Sur le fond, la plupart des historiens confrontés aux aspirations des étudiants et aux revendications de leurs jeunes collègues estiment que des réformes sont nécessaires. Seuls quelques mandarins affichent à l'égard de la contestation un net rejet teinté d'orgueil blessé. Certains continueront à dénier toute influence réformatrice au soulèvement du Quartier latin. A l'Ecole des chartes, par exemple, Emmanuel Poulle considère que, Mai 68 ou pas, l'institution aurait évolué.
"Déclic"
A Nanterre, matrice de la "révolution", nombre d'historiens jugent injustes les attaques dont ils sont la cible. Dans cette université surgie à la périphérie de la capitale quelques années plus tôt, ils ont mis en oeuvre une pédagogie novatrice qui tranche sur les habitudes de la vieille Sorbonne. Certains, amers, quitteront la fac (François Crouzet, François Caron). D'autres, comme Jean-Jacques Becker, constateront, déçus, à la rentrée de septembre 1968, que "l'atmosphère (a) complètement changé". Il faudra tout le doigté de René Rémond pour remettre le département d'histoire sur les bons rails.

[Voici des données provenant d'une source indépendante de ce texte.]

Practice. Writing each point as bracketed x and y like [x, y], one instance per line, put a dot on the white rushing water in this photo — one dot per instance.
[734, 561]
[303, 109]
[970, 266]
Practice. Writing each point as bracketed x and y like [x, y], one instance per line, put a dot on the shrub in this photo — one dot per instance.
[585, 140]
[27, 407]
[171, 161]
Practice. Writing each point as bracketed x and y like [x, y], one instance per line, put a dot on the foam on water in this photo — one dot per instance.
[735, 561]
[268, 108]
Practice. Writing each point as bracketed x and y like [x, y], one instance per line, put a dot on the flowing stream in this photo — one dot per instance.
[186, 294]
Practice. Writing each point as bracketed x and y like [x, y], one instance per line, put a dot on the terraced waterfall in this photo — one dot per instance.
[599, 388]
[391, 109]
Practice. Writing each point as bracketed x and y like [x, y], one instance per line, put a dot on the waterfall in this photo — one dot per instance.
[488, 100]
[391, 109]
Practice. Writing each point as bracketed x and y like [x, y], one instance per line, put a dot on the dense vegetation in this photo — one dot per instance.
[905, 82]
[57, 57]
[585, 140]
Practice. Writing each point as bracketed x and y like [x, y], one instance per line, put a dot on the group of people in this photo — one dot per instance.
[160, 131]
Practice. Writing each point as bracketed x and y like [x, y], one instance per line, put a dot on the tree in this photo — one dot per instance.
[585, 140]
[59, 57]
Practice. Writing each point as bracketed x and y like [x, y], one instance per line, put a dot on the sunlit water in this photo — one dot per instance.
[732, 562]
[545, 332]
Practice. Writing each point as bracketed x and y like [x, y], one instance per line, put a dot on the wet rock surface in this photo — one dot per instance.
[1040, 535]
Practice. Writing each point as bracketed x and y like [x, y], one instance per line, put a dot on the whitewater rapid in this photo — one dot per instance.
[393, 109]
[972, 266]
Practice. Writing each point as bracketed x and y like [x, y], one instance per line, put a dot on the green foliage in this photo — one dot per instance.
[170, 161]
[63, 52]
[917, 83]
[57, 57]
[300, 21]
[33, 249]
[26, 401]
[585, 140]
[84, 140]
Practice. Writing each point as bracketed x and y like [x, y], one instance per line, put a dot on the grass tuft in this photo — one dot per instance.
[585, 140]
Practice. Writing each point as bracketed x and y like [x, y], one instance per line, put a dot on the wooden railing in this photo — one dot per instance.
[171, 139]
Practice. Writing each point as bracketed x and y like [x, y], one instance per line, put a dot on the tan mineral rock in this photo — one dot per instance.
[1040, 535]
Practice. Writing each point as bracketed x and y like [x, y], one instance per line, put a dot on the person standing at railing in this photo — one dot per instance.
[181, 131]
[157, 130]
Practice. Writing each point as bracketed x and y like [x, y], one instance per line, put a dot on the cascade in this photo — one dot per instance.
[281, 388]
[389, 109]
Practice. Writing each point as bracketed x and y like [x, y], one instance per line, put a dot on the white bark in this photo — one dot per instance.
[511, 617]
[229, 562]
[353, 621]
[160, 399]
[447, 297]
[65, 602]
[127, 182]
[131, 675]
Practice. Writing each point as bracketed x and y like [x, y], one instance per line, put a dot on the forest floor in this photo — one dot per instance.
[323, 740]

L'histoire personnelle de ces historiens s'entremêle avec l'histoire tout court. Ils ne sont pas nombreux à avoir perçu, sur le coup, l'importance de l'événement. Les cordonniers ne sont pas toujours les mieux chaussés... Dans sa préface, Jacques Revel estime que ce livre illustre à merveille le "rapport complexe, inconfortable que, nous, historiens, entretenons avec l'histoire réelle".
En même temps, les événements de Mai en ont marqué plus d'un. Pierre Nora reconnaît leur devoir "le début du déclic qui a transformé totalement (sa) manière d'envisager (son) propre exercice d'historien". Quand d'autres historiens, spécialistes de l'époque moderne, estiment que lesdits événements ont simplement accéléré le renouvellement de leur discipline, qui était déjà en cours.
LE MAI 68 DES HISTORIENS. Sous la direction d'Agnès Callu. Presses universitaires du Septentrion, 312 p., 25 €.